The field names that come to (my) mind are often quite generic, and, if used, would cause frequent name clashes. E.g., many structures probably contain a `counter` field. The structure names that come to (my) mind are often also the logical choice for the names of words that create such a structure.

Therefore, I have adopted the following naming conventions:

• The names of fields are of the form `struct-field`, where `struct` is the basic name of the structure, and `field` is the basic name of the field. You can think about field words as converting converts the (address of the) structure into the (address of the) field.
• The names of structures are of the form `struct%`, where `struct` is the basic name of the structure.
This naming convention does not work that well for fields of extended structures; e.g., the integer list structure has a field `intlist-int`, but has `list-next`, not `intlist-next`.

## Implementation

The central idea in the implementation is to pass the data about the structure being built on the stack, not in some global variable. Everything else falls into place naturally once this design decision is made.

The type description on the stack is of the form align size. Keeping the size on the top-of-stack makes dealing with arrays very simple.

`field` is a defining word that uses `create` and `does>`. The body of the field contains the offset of the field, and the normal `does>` action is

```@ +
```
i.e., add the offset to the address, giving the stack effect `addr1 -- addr2` for a field.

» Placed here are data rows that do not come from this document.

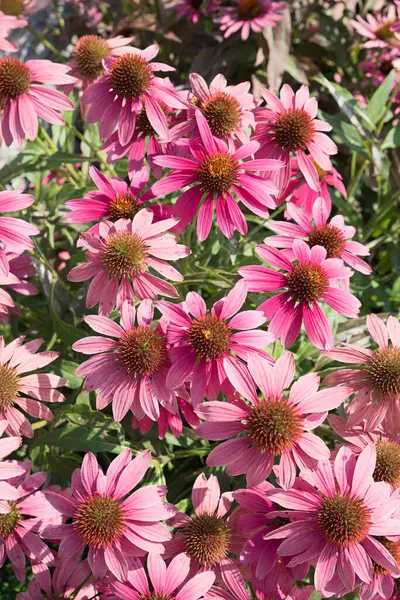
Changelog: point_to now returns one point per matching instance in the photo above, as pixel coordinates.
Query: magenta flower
(338, 517)
(217, 175)
(23, 101)
(310, 280)
(335, 236)
(166, 581)
(375, 381)
(21, 391)
(273, 427)
(250, 15)
(130, 363)
(107, 519)
(117, 98)
(288, 127)
(119, 257)
(205, 349)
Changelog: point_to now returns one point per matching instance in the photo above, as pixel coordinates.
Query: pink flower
(7, 24)
(310, 280)
(288, 127)
(270, 428)
(23, 101)
(333, 236)
(130, 364)
(227, 109)
(106, 519)
(375, 381)
(24, 513)
(117, 98)
(205, 349)
(166, 581)
(250, 15)
(119, 257)
(21, 391)
(217, 175)
(338, 516)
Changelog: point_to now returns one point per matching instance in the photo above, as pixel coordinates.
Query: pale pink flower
(338, 515)
(273, 427)
(250, 15)
(172, 581)
(216, 176)
(117, 98)
(310, 280)
(376, 378)
(27, 392)
(23, 101)
(130, 363)
(206, 348)
(106, 519)
(287, 128)
(119, 258)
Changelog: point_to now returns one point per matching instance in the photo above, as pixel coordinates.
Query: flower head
(310, 279)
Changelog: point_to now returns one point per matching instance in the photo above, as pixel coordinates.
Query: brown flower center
(222, 112)
(209, 337)
(383, 372)
(99, 520)
(90, 51)
(141, 351)
(343, 520)
(273, 426)
(130, 76)
(207, 539)
(307, 283)
(294, 130)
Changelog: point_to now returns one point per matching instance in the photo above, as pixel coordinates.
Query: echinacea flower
(334, 236)
(338, 518)
(107, 519)
(22, 389)
(218, 175)
(312, 278)
(119, 257)
(130, 363)
(206, 347)
(23, 101)
(117, 98)
(271, 427)
(376, 378)
(250, 15)
(288, 128)
(171, 582)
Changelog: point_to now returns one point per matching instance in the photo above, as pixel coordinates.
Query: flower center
(343, 520)
(130, 76)
(217, 173)
(9, 386)
(222, 112)
(125, 254)
(123, 207)
(9, 522)
(141, 351)
(383, 372)
(273, 426)
(307, 282)
(99, 520)
(294, 130)
(207, 539)
(388, 463)
(249, 9)
(209, 337)
(89, 53)
(15, 78)
(330, 238)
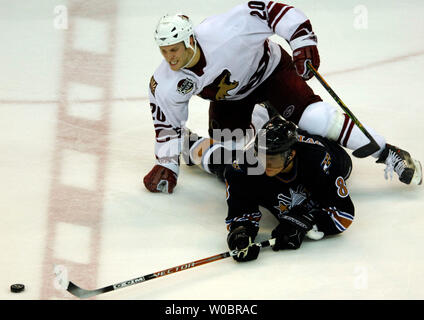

This simple structure is slightly complicated by the optimization for fields with offset 0, which requires a different `does>`-part (because we cannot rely on there being something on the stack if such a field is invoked during compilation). Therefore, we put the different `does>`-parts in separate words, and decide which one to invoke based on the offset. For a zero offset, the field is basically a noop; it is immediate, and therefore no code is generated when it is compiled.

## Glossary

`%align ( align size -- )`
align the data space pointer to the alignment `align`.
`%alignment ( align size -- align )`
extract the alignment of a type descriptor.
`%alloc ( align size -- addr )`
allocate `size` address units with alignment `align`, giving a data block at `addr`; `throw`s an ior code if not successful.
`%allocate ( align size -- addr ior )`
allocate `size` address units with alignment `align`, similar to `allocate`.
`%allot ( align size -- addr )`
allot `size` address units of data space with alignment `align`; the resulting block of data is found at `addr`.
`cell% ( -- align size )`
`char% ( -- align size )`
`create-field ( align1 offset1 align size "name" -- align2 offset2 )`
`name` execution: `-- addr`

like `field`, but without the `does>`-part.

`dfloat% ( -- align size )`
`double% ( -- align size )`
`end-struct ( align size "name" -- )`
`name` execution: `-- align size2`

`size2` is `size` aligned with `align`; this ensures that all elements of an array of `name` elements have alignment `align`.

`field ( align1 offset1 align size "name" -- align2 offset2 )`
`name` execution: `addr1 -- addr1+offset1`

create a field `name` with offset `offset1`, and the type given by `size align`. `offset2` is the offset of the next field, and `align2` is the alignment of all fields.

`float% ( -- align size )`
`nalign ( addr1 n -- addr2 )`
`addr2` is the aligned version of `addr1` wrt the alignment `n`.
`%size ( align size -- size )`
extract the size of a type descriptor.
`sfloat% ( -- align size )`
`struct ( -- align size )`
an empty structure, used to start a structure definition.

## References

[ertl89] M. Anton Ertl.
GRAY - ein Generator f\"ur rekursiv absteigende Ybersetzer. Praktikum, Institut f\"ur Computersprachen, Technische Universit\"at Wien, 1989. In German.
[ertl97] M. Anton Ertl.
GRAY - ein Generator f\"ur rekursiv absteigende Ybersetzer. In Forth-Tagung, Ludwigshafen, 1997. In German.
[wirth88] Niklaus Wirth.
From Modula to Oberon. Software--Practice and Experience, 18 no. 7 pp. 661-670, July 1988.